With mergers and acquisitions and expansion into new markets, it’s only a matter of time before a growing company is faced with the challenges of going global. International operations introduce an entirely new level of complexity, especially when it comes to managing ERP systems. If global systems don’t meet the needs of local offices or the data doesn’t roll up through the various hierarchies, it can be difficult to get the full picture of the business — where decision making matters most.

Here are seven ways global ERP systems can fall short of the requirements needed to enable international businesses to operate more efficiently.

1. Not Speaking The Same Language

A global ERP company needs to effectively handle product localization and the ability to adapt its solution to various countries and cultures and deliver it in different languages and currencies. Localizing an ERP system creates more opportunities for business growth as it expands your market reach across borders and languages. Just as language options should be readily available, so that all screens, tables, reports and even help messages are in the local language, a global ERP should also show data in the local currency.

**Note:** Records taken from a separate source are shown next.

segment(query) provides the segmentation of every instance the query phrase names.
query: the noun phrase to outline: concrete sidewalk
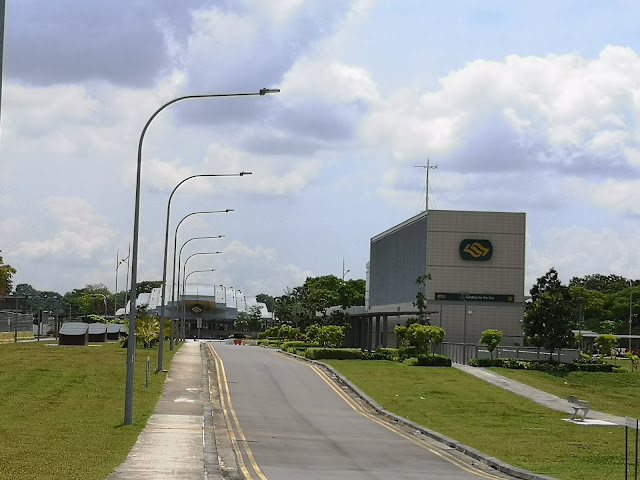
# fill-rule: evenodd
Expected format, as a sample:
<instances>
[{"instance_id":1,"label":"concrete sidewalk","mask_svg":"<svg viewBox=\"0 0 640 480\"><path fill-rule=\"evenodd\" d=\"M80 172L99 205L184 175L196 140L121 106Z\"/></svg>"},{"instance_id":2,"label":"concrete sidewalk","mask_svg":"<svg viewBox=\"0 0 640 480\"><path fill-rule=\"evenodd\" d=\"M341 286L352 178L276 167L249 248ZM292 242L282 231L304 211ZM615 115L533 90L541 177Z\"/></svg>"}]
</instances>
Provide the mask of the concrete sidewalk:
<instances>
[{"instance_id":1,"label":"concrete sidewalk","mask_svg":"<svg viewBox=\"0 0 640 480\"><path fill-rule=\"evenodd\" d=\"M175 354L147 426L108 478L222 479L200 342L187 341Z\"/></svg>"},{"instance_id":2,"label":"concrete sidewalk","mask_svg":"<svg viewBox=\"0 0 640 480\"><path fill-rule=\"evenodd\" d=\"M543 392L542 390L538 390L536 388L530 387L529 385L525 385L524 383L499 375L487 368L471 367L469 365L462 365L459 363L454 363L453 366L459 370L462 370L468 373L469 375L473 375L474 377L480 378L485 382L489 382L490 384L495 385L496 387L500 387L505 390L508 390L511 393L520 395L521 397L528 398L529 400L532 400L547 408L573 415L573 408L571 408L569 402L563 398L556 397L555 395L551 395L550 393ZM589 400L589 399L586 398L584 400ZM595 410L589 411L589 414L587 415L587 420L589 419L595 419L595 420L600 420L602 422L614 423L616 425L625 424L625 419L623 417L617 417L615 415L610 415L608 413L603 413L603 412L596 412ZM577 423L577 424L584 423L586 425L589 424L589 422L579 422L579 421L574 423ZM597 424L597 423L592 422L592 424Z\"/></svg>"}]
</instances>

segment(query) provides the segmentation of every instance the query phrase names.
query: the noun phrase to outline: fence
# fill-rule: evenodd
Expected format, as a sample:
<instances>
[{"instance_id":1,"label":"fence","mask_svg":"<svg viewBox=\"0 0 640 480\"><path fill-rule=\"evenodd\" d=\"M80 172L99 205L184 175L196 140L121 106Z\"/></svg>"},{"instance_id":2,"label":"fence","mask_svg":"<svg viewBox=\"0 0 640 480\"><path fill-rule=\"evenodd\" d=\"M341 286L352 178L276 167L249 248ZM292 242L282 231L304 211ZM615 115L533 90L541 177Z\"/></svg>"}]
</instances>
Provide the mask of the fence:
<instances>
[{"instance_id":1,"label":"fence","mask_svg":"<svg viewBox=\"0 0 640 480\"><path fill-rule=\"evenodd\" d=\"M466 348L465 348L466 347ZM491 353L484 345L463 343L441 343L435 353L446 355L454 363L467 365L472 358L491 358ZM535 347L498 347L493 352L494 358L518 358L521 360L549 360L570 363L580 358L580 350L563 349L547 352Z\"/></svg>"},{"instance_id":2,"label":"fence","mask_svg":"<svg viewBox=\"0 0 640 480\"><path fill-rule=\"evenodd\" d=\"M0 333L13 333L13 340L18 340L18 332L31 332L33 329L33 315L26 313L15 313L10 311L0 311ZM3 335L4 341L7 340Z\"/></svg>"}]
</instances>

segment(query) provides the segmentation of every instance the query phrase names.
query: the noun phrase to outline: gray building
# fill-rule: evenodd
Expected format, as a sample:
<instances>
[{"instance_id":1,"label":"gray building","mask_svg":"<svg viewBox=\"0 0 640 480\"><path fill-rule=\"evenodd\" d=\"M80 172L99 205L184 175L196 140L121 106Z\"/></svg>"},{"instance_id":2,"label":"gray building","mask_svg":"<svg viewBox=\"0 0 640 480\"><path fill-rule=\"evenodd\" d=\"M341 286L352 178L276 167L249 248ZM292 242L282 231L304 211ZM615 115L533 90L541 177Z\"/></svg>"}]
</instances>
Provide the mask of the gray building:
<instances>
[{"instance_id":1,"label":"gray building","mask_svg":"<svg viewBox=\"0 0 640 480\"><path fill-rule=\"evenodd\" d=\"M522 345L525 233L524 213L430 210L373 237L367 311L385 318L385 343L395 346L392 332L407 318L393 313L417 311L422 291L445 342L477 343L496 328L503 345ZM426 285L416 284L423 275ZM381 344L384 330L374 335Z\"/></svg>"}]
</instances>

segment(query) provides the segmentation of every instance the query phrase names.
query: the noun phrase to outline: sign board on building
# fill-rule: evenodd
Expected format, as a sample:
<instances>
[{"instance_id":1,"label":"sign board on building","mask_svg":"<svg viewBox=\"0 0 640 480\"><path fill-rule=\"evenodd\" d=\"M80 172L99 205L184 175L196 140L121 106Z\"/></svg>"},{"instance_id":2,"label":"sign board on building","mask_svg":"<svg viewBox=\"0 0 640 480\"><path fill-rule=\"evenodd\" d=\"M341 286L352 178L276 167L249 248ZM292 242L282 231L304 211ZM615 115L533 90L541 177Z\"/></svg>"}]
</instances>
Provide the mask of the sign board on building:
<instances>
[{"instance_id":1,"label":"sign board on building","mask_svg":"<svg viewBox=\"0 0 640 480\"><path fill-rule=\"evenodd\" d=\"M464 296L464 298L463 298ZM504 302L513 303L513 295L495 295L492 293L436 293L435 299L445 302Z\"/></svg>"},{"instance_id":2,"label":"sign board on building","mask_svg":"<svg viewBox=\"0 0 640 480\"><path fill-rule=\"evenodd\" d=\"M493 245L489 240L465 238L460 242L460 258L486 262L493 255Z\"/></svg>"}]
</instances>

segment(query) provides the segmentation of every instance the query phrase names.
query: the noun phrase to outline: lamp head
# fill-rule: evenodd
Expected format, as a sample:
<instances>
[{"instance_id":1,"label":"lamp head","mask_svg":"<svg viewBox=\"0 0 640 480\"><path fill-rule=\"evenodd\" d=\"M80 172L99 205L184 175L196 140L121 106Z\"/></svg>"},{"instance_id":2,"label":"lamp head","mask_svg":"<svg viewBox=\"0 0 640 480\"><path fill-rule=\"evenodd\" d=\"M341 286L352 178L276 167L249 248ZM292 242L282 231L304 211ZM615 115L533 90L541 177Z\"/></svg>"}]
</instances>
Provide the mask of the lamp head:
<instances>
[{"instance_id":1,"label":"lamp head","mask_svg":"<svg viewBox=\"0 0 640 480\"><path fill-rule=\"evenodd\" d=\"M267 93L280 93L279 88L261 88L260 95L265 95Z\"/></svg>"}]
</instances>

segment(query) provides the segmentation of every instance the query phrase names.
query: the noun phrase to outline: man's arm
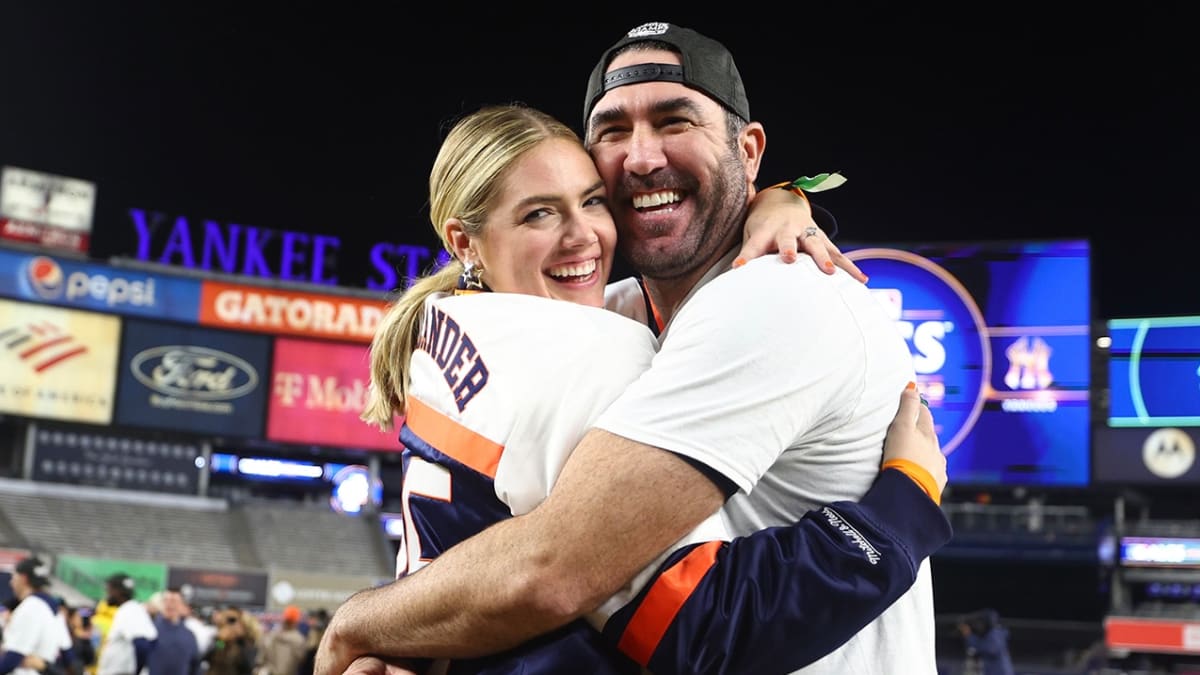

2. Inventories Tracked At Rest

Evaluating inventory levels at various world locations is insufficient when trying to gain a full understanding of how parts or materials are managed in a multinational organization. A global ERP system should be able to track parts or finished products as they move from location to location, providing full visibility of how raw materials or goods flow through the supply chain, all the way to the end customer.

3. The Corporate Way Or The Highway

Some business processes need to be standardized at the corporate level, while others can be customized to meet local needs. For example, order management, materials planning and inventory control are typically managed the same way companywide, while other processes, such as customer service, invoicing and accounts receivable, are usually customized by local offices. While local teams should still have the ability to manage their local processes, corporate users should be able to review and issue reports about local operations on a corporate level.

4. Desktop Only

As more and more companies continue the trend of going mobile and employees continue to work out in the field for a significant portion of their days, a global ERP system should enable employees to access corporate data on laptops, smartphones, and tablets. Therefore, global ERP should be fully mobile, including a responsive UI, mobile applications and dedicated field solutions for off-site professionals and processes, and it should offer innovative tools so that users can even create their own mobile apps.

5. Inability To Scale

ERP software must be able to easily handle higher volumes of transactions as a company grows and adds more users. More importantly, to keep pace with changing business needs, together with increased volumes of data generated from a variety of different sources, a global ERP system must be able to manage additional modules and processes.

6. Resistant To Change

With the rapid pace of change and the ability to streamline processes as part of globalization, ERP systems should also be easy to customize and make changes on the fly. Ideally, an ERP system should enable users to make changes independently — such as a UI’s look and feel, form and document design, or create a personalized homepage — without requiring vendor assistance.

7. Noncompliant

Global companies must meet local regulatory compliance in all the countries in which they operate. For example, a global ERP system must meet the confidentiality and privacy requirements of regulations such as GPDR. Sales tax schedules, applicable for various countries and cities, must also be adhered to, and an ERP system should automatically be updated to meet local regulations.

Since ERP systems are much like the central nervous system of a company, streamlining and integrating business processes across departments and regions, they must enable organizations to manage at both the local and global level. Providing the ability to coordinate workflows, view and share data, and comply with regulations requires a system that can adjust with changing processes and scale as today’s medium-sized companies grow and become truly global.